- Awarded for: Classical music
- Date: 2-14 of September 2018
- Location: National Philharmonic in Warsaw
- Country: Warsaw, Poland
- Hosted by: Fryderyk Chopin Institute
- Website: http://www.iccpi.pl/en/

= I International Chopin Competition on Period Instruments =

The 1st International Chopin Competition on Period Instruments was the inaugural edition of the International Chopin Competition in the piano class, held on September 2–14, 2018 in Warsaw on period instruments, organised by the Fryderyk Chopin Institute.

30 pianists from 9 countries were invited to participate. The auditions were divided into two stages, which took place on September 4–6 and September 8–10, and the final concerts lasted from September 12–13. The competition was won by Tomasz Ritter from Poland. The competition ended on September 14 with the winners' concert.

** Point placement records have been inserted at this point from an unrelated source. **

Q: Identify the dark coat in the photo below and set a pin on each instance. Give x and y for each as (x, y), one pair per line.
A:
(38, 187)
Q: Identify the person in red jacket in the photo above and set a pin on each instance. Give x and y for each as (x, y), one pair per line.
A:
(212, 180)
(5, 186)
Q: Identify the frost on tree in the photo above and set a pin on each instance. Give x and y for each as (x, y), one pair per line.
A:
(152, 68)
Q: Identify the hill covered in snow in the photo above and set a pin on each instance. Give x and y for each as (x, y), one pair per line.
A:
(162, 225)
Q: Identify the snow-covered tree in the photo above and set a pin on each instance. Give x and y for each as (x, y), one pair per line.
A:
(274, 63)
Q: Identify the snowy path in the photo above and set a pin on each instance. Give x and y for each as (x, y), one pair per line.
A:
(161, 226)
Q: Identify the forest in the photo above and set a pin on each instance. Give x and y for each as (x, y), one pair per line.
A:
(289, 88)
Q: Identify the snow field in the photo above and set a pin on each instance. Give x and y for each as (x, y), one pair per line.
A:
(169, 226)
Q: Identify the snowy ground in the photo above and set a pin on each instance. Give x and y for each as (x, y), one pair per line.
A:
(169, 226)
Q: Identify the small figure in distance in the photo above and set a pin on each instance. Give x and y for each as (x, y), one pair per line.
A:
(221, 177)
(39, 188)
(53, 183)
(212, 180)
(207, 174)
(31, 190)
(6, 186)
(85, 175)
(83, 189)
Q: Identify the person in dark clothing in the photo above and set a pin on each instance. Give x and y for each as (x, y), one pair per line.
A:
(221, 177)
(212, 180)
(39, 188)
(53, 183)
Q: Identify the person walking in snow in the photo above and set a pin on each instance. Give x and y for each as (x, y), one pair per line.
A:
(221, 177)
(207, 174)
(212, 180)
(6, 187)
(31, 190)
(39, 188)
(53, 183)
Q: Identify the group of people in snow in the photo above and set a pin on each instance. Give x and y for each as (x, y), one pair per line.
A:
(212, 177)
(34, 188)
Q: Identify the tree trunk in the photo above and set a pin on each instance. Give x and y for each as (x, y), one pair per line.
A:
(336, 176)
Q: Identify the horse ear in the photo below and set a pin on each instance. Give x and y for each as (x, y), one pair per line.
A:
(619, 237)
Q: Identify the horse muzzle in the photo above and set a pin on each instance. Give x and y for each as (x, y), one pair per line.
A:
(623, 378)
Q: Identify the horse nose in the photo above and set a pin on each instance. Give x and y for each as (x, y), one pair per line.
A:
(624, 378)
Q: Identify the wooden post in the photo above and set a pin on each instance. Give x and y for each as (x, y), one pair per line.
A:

==Period piano instruments==
The idea of the competition is to perform Chopin’s music on instruments it was composed for. Pianists could choose the piano they played during the competition from among five instruments selected by the jury: the Érard 1837 piano, which was chosen by 21 pianists, then followed by Pleyel 1842 - 19 pianists, the 1826 Buchholtz copy - 13 pianists and the 1819 Graf copy - 3 pianists (both by Paul McNulty), John Broadwood & Sons - 10 pianists. Unlike the International Chopin Piano Competition on contemporary instruments, the pianist could perform individual pieces on various instruments (maximum of three).